To start with, much of the technology required already exists. Sensors and smart meters are cheap, and companies such as US corporation GE, Canada’s Enbala and China’s Envision Energy are offering software that they hope will become the Microsoft Windows of the energy space.
And many countries are looking again at their energy market design and the taxation. Most notably, the EU has agreed (but not yet implemented) a new set of rules — collectively known as the Clean Energy Package — that will treat distributed and stored electricity as equally as centrally generated power.
But several big questions remain unanswered.
At the moment, TSOs manage transmission systems and DSOs manage distribution systems. But as the two systems become increasingly inter-reliant and operate more and more as a single power system, who will manage what? How will the data be managed? How will it be shared? Will it be stored on a single data network or multiple data platforms? Who will get access to the data? Who will own the data?

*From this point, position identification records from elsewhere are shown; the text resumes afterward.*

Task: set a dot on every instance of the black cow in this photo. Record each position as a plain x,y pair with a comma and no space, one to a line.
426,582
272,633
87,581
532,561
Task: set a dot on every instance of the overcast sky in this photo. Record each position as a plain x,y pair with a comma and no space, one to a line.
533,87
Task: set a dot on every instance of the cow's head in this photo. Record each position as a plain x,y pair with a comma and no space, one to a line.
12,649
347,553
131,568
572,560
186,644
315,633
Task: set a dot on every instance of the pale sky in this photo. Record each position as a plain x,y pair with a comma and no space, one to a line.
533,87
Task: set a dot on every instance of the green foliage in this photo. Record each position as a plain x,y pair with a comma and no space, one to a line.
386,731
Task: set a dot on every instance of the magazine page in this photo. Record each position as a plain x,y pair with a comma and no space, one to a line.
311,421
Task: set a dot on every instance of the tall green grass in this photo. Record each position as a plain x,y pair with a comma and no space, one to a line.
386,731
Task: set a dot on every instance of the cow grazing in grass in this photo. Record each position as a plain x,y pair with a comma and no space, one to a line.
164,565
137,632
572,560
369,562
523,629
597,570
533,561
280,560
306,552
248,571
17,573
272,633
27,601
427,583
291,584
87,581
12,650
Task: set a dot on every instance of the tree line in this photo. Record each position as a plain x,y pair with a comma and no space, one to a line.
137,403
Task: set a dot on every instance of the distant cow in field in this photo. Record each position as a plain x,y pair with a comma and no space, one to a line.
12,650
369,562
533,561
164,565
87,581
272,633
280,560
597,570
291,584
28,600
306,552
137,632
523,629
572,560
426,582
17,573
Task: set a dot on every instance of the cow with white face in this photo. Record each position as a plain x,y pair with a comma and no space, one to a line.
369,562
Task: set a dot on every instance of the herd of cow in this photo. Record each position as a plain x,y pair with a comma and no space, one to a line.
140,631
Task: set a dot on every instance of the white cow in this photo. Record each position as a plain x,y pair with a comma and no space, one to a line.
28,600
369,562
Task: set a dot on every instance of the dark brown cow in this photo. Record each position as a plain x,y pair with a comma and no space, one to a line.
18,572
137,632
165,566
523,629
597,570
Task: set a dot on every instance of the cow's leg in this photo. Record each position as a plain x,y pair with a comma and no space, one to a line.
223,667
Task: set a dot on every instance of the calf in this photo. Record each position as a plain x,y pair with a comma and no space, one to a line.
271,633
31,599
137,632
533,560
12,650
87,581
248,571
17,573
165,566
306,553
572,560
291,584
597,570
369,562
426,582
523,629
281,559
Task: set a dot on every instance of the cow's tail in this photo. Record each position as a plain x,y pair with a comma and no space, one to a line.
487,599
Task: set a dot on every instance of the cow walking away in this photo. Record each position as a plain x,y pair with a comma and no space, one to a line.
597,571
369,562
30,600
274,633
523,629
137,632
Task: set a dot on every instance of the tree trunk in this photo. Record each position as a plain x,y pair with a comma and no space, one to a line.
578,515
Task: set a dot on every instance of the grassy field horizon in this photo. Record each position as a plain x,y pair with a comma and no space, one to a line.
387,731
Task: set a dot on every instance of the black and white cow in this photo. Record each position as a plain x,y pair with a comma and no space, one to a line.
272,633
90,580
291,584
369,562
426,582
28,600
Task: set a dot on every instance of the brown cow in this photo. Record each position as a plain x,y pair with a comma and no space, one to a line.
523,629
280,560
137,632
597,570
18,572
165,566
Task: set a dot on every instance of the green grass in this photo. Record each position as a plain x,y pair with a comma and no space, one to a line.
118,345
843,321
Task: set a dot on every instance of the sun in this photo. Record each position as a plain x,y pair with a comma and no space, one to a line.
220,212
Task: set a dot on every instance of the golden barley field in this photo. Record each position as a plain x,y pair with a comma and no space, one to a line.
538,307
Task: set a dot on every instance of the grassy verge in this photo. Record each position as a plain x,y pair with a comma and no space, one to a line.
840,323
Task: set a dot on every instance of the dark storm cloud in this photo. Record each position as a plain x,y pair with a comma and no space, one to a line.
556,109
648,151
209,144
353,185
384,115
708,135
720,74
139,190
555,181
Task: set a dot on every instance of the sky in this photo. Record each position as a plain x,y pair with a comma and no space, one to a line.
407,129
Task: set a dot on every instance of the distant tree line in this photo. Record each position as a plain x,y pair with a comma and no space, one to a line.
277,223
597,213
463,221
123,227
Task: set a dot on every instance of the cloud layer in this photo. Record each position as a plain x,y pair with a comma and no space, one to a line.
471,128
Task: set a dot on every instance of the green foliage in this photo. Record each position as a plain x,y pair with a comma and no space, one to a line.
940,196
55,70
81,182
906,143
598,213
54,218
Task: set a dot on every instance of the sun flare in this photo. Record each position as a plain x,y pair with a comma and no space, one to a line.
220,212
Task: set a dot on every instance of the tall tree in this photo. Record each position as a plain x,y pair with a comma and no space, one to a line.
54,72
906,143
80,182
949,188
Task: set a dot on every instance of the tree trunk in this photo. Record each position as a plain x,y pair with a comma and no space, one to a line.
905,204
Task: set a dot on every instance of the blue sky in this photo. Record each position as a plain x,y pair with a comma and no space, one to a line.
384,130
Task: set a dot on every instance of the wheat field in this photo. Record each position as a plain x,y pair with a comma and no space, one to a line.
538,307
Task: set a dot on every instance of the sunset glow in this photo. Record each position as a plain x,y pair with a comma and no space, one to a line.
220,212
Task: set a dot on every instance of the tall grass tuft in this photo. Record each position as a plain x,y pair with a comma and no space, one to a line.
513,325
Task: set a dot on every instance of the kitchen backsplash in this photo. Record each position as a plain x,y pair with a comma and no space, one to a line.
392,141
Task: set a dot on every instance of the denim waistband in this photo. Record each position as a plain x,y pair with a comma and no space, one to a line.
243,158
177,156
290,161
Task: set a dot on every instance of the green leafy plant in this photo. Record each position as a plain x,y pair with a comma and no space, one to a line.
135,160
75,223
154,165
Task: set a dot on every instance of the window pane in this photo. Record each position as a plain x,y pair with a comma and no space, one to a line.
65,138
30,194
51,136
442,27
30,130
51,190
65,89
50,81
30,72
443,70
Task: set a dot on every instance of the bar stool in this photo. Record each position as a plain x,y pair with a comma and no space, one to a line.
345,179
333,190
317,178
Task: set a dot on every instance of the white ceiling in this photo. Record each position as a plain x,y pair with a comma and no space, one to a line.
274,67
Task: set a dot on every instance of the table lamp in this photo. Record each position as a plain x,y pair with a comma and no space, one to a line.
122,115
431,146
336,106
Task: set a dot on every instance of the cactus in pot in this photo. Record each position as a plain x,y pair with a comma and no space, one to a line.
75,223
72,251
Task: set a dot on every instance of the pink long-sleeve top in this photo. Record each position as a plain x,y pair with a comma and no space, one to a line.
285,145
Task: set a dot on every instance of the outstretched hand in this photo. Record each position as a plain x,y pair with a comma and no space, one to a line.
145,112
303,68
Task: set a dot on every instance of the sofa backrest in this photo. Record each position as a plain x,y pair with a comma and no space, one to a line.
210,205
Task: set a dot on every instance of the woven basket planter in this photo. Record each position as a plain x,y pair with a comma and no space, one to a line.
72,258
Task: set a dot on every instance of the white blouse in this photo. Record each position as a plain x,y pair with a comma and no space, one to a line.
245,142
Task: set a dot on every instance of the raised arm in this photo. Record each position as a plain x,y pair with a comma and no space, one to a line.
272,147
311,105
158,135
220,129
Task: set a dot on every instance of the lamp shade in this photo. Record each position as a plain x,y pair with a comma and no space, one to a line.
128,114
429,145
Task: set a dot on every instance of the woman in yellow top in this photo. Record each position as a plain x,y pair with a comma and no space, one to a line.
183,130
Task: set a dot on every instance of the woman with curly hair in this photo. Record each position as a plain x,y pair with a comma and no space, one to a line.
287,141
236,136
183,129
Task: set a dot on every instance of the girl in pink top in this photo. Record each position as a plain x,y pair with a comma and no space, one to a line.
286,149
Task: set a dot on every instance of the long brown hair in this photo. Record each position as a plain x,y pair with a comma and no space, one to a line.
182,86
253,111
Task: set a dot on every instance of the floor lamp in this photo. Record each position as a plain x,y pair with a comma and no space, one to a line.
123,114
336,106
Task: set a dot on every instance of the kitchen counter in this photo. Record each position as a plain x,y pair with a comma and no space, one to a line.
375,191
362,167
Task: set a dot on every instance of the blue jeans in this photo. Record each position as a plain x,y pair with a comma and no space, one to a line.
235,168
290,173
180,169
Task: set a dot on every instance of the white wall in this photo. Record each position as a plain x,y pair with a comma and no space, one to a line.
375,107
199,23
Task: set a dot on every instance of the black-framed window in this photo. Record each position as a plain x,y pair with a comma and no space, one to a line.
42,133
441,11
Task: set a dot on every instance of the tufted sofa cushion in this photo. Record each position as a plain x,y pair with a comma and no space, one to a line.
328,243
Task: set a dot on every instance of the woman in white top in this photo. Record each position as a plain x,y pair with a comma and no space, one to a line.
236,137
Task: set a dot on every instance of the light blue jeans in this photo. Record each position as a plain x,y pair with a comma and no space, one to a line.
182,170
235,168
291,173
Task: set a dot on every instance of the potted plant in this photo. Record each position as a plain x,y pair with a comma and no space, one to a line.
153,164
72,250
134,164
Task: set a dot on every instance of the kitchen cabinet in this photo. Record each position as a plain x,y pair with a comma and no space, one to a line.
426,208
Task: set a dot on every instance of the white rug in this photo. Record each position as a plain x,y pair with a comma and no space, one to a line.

Many TSOs believe they should control the system as they are primarily responsible for the balance between generation and consumption. Some DSOs argue that they will have a more complex bidirectional system to manage so they should in control. Discussions are under way in several countries and also on a pan-European basis, with the European Commission funding research and innovation projects such as Coordinet, which E.ON discusses in the Leading the Charge campaign.
But a path forward has still to be agreed.
Laurent Schmitt, secretary-general of the European Network of Transmission System Operators for Electricity (ENTSO-E), is not convinced that there should be a single data network responsible for a national or, perhaps an international grid system.
“I don’t believe in a single data hub, to be honest,” he says. “I believe in sets of data-exchange platforms interacting with each other… what we call ‘the power system of systems’.
“So the issue is not ‘where do you store the data?’ but the issue is ‘what are the relevant APIs [application programming interfaces] to exchange information between these players?’”
Van Ginkel believes it would make sense for two or three data platforms to be rolled out at first in different regulatory areas.
“You need a certain level of competition to get the right platform,” he says. “And then, at a certain point in time, it becomes necessary to say, ‘now we’re going to standardise this and award it to one platform’.”
But the idea of an all-powerful single entity controlling an electricity network is anathema to many.
Some argue that a decentralised blockchain system would eliminate the need for a single entity to manage the super-complex energy network — because transactions would be processed by computers distributed around the world, and the system would be free for anyone to use. This would ensure that the electricity network could not be open to abuse, would remain free from political interference, and would also reduce the risks from hacking.
Although this central question of smart grid management is yet to be resolved, the industry is confident that all the potential roadblocks — technical, market and regulatory — will be overcome. As the old saying goes, necessity is the mother of invention.